Sample analysis commences.

Year 2

Sample preparation and completion of analysis of season 1 samples.
2nd field season: Complete sampling at Blast Beach and at CA sites. Sample analysis.
Sample collection and genomic analysis of water samples for evidence of microbial sulphate reduction.
Characterise mine water sampling sites in terms of geological / mineralisation history. Commence hypothesis testing.

Year 3

Completion of laboratory work. Data analysis and hypothesis testing. Initial dissemination of results at seminars and conferences.

Year 3.5

Completion of thesis. Authorship of scientific papers.

& Skills

Training in sampling will be provided primarily by University of Newcastle (UoN) supplemented by University of Glasgow (UoG) and Coal Authority (CA).
Training in safety at CA sites will be provided by CA.
Training in isotopic sample preparation and analytical methodologies will be provided by UoG SUERC.
The PhD student will be expected to participate in national and international conferences to disseminate results.
The student will become part of the IAPETUS DTP, providing a multidisciplinary package of training

References & further reading

Banks, D., Boyce, A.J., Burnside, N.M., Janson, E. & Roqueñi Gutierrez, N.(2020). On the common occurrence of sulphate with elevated δ34S in European mine waters: sulphides, evaporites or seawater? International Journal of Coal Geology 232, 103619. doi: 10.1016/j.coal.2020.103619.

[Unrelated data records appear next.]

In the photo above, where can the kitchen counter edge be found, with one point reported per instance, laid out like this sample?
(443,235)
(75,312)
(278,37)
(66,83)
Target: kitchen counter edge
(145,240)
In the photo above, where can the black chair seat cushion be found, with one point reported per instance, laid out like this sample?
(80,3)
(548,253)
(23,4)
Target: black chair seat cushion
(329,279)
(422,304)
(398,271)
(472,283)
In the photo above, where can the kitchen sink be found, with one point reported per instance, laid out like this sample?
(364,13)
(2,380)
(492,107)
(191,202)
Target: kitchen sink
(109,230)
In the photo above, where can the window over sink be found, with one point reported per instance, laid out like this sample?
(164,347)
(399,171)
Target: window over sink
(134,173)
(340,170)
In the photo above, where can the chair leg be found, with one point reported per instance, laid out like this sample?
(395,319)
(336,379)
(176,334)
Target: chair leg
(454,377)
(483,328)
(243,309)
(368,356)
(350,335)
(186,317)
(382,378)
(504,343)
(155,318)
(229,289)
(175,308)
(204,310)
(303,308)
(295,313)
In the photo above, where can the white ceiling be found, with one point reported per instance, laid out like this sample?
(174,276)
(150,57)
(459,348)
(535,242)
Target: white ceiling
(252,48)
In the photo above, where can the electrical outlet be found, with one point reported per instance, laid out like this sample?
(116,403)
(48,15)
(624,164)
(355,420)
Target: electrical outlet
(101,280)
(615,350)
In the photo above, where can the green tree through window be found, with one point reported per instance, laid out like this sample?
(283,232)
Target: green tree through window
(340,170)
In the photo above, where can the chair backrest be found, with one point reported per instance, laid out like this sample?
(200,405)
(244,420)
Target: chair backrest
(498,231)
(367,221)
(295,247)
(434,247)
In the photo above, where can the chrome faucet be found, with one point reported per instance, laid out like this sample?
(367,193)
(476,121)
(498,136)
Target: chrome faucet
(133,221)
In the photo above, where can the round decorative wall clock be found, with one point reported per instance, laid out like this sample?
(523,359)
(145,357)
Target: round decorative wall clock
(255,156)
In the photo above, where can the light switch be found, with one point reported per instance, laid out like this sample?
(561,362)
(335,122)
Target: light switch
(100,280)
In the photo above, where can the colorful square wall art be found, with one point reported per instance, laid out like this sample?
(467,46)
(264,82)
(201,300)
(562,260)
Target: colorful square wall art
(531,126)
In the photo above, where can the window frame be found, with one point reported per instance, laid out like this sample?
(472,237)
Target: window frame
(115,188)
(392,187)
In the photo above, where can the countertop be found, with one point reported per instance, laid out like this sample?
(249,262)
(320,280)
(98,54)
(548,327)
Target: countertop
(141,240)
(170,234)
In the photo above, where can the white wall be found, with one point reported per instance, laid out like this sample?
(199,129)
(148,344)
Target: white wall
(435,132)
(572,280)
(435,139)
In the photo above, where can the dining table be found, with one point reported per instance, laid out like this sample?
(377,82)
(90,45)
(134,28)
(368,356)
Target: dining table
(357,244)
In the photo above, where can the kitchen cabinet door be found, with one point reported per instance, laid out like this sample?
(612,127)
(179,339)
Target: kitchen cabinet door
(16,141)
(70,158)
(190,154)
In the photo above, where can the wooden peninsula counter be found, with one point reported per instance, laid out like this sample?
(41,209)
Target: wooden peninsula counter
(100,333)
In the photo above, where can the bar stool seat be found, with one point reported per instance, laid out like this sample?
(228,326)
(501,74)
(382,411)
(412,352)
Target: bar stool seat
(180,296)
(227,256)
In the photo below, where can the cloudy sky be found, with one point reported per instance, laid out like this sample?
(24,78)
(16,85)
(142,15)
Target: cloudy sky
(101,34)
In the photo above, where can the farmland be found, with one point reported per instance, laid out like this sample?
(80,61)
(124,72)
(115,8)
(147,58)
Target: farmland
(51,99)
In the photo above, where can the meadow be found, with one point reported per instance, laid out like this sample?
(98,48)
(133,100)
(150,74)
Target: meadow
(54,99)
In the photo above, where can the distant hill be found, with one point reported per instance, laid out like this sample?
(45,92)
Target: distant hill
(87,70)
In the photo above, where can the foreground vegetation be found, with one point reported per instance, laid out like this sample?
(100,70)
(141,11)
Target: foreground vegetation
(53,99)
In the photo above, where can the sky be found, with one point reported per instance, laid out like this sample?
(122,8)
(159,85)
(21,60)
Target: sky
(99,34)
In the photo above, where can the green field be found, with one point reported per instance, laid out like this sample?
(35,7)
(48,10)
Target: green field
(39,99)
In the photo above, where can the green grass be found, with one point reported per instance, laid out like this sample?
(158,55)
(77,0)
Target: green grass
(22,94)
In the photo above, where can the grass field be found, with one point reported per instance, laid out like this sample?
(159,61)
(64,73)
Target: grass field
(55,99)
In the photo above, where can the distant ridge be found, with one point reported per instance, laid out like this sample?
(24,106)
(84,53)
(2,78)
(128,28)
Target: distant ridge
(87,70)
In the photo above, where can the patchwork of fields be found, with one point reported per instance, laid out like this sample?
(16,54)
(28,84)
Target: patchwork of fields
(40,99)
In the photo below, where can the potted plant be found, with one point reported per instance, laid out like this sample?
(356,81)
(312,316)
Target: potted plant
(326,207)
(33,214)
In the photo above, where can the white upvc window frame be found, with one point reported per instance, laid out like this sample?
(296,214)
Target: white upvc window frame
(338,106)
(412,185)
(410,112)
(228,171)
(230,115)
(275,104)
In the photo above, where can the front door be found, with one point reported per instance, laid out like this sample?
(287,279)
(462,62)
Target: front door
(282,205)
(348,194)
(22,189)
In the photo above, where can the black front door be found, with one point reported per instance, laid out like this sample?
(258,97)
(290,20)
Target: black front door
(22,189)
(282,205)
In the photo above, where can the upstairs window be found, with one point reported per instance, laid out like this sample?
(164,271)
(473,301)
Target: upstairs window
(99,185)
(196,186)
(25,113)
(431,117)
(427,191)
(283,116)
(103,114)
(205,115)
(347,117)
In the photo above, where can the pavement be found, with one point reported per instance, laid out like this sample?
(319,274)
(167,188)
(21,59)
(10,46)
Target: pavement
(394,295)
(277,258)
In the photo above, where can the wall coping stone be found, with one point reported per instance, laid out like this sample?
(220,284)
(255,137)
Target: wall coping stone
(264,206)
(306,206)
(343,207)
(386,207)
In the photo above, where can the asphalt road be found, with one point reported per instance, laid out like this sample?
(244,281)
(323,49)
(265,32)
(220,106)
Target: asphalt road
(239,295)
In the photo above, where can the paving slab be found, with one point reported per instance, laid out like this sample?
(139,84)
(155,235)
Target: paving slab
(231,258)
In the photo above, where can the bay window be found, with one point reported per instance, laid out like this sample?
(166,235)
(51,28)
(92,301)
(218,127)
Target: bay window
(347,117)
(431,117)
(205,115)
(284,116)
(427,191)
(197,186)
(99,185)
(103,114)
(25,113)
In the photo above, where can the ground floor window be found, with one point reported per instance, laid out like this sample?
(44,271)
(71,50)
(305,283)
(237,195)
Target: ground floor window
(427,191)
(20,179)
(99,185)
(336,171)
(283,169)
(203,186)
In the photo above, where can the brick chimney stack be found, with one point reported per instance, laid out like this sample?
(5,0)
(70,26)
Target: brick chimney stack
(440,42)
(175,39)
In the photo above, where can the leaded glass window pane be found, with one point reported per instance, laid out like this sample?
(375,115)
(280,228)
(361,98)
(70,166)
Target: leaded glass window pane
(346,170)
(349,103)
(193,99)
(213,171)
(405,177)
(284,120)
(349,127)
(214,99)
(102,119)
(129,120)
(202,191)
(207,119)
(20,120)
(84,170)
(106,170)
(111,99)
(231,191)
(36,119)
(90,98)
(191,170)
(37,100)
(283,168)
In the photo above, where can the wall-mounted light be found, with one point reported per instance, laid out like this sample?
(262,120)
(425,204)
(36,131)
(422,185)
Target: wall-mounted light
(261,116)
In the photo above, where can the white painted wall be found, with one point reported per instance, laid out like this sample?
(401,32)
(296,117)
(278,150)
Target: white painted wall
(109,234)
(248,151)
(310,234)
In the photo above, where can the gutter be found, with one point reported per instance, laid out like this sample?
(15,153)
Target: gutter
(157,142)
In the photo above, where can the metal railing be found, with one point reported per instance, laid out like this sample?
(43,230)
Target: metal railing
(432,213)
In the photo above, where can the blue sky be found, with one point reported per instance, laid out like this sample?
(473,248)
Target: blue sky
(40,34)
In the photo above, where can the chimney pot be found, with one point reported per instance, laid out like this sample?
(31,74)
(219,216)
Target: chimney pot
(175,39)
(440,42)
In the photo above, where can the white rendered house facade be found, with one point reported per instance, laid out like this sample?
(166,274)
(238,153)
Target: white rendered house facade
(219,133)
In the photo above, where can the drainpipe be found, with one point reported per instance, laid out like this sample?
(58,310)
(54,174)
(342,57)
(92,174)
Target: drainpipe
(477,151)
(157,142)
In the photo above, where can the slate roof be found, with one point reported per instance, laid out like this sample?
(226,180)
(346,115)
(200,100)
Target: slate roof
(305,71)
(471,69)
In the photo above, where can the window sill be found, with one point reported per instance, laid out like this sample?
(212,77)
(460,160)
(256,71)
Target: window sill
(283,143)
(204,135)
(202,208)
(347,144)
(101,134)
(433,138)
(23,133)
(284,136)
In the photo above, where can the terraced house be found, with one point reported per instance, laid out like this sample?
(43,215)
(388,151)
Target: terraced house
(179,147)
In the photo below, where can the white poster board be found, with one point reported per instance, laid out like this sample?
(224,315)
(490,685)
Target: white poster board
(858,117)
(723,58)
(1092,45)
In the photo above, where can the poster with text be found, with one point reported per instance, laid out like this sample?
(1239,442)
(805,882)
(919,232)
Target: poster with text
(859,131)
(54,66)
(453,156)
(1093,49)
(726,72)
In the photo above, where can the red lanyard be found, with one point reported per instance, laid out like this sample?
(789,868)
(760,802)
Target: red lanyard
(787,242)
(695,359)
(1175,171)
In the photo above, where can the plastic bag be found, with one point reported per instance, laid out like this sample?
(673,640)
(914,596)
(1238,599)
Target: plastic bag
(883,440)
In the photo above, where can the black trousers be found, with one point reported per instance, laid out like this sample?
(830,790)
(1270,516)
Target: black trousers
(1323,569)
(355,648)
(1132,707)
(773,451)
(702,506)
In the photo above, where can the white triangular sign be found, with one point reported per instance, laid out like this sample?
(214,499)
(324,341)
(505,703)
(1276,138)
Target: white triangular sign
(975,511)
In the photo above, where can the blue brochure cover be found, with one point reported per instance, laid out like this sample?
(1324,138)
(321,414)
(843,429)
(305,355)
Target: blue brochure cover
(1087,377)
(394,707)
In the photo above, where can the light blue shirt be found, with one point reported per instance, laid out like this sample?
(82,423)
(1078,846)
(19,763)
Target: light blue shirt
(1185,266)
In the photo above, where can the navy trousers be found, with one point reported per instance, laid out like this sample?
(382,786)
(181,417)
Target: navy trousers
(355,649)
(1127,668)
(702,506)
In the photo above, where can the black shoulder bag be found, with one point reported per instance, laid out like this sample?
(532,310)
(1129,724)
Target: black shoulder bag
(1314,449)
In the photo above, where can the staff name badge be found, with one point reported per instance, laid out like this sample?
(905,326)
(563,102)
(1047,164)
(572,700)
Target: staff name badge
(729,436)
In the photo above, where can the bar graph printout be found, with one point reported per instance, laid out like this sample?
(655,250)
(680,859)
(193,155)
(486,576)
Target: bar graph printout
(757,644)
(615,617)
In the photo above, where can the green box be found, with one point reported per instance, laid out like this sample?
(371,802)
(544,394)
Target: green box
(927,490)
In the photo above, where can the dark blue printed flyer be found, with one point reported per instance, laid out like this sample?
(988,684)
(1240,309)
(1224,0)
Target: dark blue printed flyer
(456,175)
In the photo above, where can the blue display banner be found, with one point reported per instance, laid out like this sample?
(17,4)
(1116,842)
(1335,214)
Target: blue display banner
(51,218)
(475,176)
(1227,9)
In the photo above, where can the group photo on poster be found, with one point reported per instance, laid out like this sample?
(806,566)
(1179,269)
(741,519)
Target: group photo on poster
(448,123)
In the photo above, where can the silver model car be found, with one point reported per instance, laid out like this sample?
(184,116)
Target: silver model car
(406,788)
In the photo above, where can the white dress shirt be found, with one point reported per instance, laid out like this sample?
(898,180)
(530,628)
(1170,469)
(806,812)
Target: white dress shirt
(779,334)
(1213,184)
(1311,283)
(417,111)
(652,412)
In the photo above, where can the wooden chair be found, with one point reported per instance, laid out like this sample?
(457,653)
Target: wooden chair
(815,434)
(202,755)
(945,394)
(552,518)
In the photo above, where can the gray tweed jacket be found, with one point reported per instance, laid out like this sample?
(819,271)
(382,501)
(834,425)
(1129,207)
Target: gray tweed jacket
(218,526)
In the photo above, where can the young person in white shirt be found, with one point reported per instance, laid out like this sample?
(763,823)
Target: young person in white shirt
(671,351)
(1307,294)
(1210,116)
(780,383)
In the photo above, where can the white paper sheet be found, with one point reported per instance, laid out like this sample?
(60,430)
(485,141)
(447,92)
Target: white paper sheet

Banks, D. & Boyce, A. (2022). Dissolved sulphate δ34S and the origin of sulphate in coal mine waters; NE England. Submitted to Quarterly Journal of Engineering Geology and Hydrogeology.

Pellerin, A., Antler, G., Holm, S.A., Findlay, A.J., Crockford, P W., Turchyn, A.V., Jørgensen, B.B. & Finster, K. (2019). Large sulfur isotope fractionation by bacterial sulfide oxidation. Science Advances 5(7), eaaw1480. doi: 10.1126/sciadv.aaw1480.

Legacy Wastes in the Coastal Zone: https://research.ncl.ac.uk/legacywastes/newsevents/sitevisittolynemouthanddawdon.html

Walls, D.B., Banks, D., Peshkur, T., Boyce, A.J. & Burnside, N.M. (in press). Heat recovery potential and hydrochemistry of mine discharges from Scotland’s coalfields. Earth Science, Systems and Society.